Cricketer Cup Final, 17 August 1980

The Cricketer Cup final in 1980 was a grand social occasion at the Guards’ ground at Burton Court, Chelsea, sponsored by Moet et Chandon and with the Band of the Scots Guards playing in the intervals. Our opponents in the final were the Old Wellingtonians on a dark and rainy day which interrupted play more than once. Wellington won the toss and decided to field. Their key weapon was Hugh Wilson, the tall Surrey fast bowler, who dismissed Alec Cunningham, back early from his honeymoon, in the first over with a brute of a delivery. Nick Ross with 43 and Chris Worlidge with 46 put on a brave and valuable 79 for the second wicket in difficult conditions and in a final flurry we scored 109 off the last 18 overs to post a respectable 204-9 in the 48 overs we were allowed by the weather. Olly Gravell bowled an excellent mid-innings spell, taking three wickets and finishing with 3-19 in his 10 overs and we seemed to be in control, with Wellington needing 111 off the last 13 overs. It was now getting very dark but ex-Sussex all-rounder David Mordaunt came in and smote a rapid 44 in sepulchral conditions with fielders finding it hard to see where the ball was going. We had just enough in hand and won by 13 runs as darkness finally descended. Billy Griffith, President of MCC and father of Mike, presented the Cricketer Cup to Robbie Johnston and much celebration ensued.

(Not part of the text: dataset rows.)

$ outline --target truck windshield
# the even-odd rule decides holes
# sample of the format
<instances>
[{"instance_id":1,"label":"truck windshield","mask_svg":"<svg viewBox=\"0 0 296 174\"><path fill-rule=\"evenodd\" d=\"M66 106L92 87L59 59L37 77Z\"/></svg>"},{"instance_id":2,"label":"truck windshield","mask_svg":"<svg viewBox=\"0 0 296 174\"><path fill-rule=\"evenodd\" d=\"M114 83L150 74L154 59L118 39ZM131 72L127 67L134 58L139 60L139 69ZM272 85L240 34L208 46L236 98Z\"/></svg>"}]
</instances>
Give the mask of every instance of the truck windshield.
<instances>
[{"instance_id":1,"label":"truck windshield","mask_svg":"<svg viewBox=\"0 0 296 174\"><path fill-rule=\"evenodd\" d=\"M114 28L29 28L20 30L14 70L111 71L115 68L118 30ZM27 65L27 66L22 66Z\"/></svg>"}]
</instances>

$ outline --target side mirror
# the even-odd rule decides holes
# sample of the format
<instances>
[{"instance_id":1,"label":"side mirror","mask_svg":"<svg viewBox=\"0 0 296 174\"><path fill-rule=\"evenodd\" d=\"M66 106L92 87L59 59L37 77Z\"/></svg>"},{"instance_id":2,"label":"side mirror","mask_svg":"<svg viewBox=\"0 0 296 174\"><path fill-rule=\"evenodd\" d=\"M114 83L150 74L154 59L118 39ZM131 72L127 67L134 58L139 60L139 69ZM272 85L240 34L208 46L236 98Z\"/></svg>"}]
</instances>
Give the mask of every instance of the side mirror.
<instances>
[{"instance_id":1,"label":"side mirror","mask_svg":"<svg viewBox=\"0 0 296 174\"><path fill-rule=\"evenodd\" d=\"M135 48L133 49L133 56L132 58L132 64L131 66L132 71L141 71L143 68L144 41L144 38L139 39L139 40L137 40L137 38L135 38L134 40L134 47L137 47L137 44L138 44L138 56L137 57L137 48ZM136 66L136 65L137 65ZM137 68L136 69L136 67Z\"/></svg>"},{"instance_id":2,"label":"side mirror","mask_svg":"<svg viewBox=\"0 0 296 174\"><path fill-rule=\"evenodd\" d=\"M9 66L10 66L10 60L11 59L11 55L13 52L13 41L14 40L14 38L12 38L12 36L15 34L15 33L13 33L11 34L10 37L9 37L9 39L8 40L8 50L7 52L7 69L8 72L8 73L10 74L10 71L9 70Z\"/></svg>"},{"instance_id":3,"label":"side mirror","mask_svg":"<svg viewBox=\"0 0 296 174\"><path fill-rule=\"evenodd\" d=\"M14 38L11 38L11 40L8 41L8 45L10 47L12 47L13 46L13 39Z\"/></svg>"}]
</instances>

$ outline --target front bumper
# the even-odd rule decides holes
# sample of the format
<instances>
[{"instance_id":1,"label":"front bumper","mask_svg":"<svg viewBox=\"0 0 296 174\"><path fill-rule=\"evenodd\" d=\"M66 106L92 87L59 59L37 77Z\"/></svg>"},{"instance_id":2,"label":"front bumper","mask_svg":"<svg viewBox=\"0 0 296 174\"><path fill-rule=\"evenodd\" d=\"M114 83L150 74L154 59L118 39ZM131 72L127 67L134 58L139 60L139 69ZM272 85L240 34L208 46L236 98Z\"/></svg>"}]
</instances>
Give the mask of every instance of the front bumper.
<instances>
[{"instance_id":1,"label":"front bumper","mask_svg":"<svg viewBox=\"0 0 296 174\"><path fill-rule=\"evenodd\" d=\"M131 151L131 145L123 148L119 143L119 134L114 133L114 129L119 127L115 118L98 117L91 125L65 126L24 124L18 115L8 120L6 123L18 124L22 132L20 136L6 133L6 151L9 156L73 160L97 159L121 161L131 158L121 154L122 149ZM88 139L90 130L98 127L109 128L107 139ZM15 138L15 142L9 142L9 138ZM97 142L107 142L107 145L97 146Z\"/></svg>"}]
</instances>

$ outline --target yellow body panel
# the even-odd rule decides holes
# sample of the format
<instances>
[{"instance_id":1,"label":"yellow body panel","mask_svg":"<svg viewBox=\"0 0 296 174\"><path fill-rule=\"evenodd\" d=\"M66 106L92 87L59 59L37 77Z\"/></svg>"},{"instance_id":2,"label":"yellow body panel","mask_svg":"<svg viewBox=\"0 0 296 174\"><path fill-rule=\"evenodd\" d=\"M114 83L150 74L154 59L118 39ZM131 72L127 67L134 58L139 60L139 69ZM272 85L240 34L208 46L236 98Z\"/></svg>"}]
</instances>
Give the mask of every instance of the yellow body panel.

Our reward for winning was a day trip to the Moet Chateau in Epernay where we were treated to a special experience of fine food and vintage champagne. Robin Brodhurst, who had scored for us all through the competition remembers the lunch: ‘After we had all sat, the Baron stood and announced that in his cavalry regiment it was the custom for the junior officer present to read out the menu and wine list, and he would like the youngest Marlburian to do this. Panic stations as Simon Lillyman was the youngest and had trouble remembering his own name, let alone reading French. God bless Chris Worlidge, who saw straight through the problem, leaped to his feet and with A Level French rattled through the menu and wine list impeccably’.

Reflecting on the year, captain Robbie Johnston remembered that ‘we were such a well- balanced side and we enjoyed our cricket so much. It was certainly the highlight of my cricketing life’. Alec Cunningham also recalled ‘the great team effort with the strong family support for all the games at Marlborough and the fun evenings in the Sun Inn’, while Mike Griffith remembered 1980 as ‘definitely a bowlers’ year and ours performed magnificently’. Since 1980 Marlborough Blues have reached the semi-finals four times but further success has proved elusive. The secret is to build a balanced squad, plan a good campaign and for every player to commit to the cause. That was what we did in 1980 and, superbly organised and captained by Robbie Johnston, we had our moment of glory.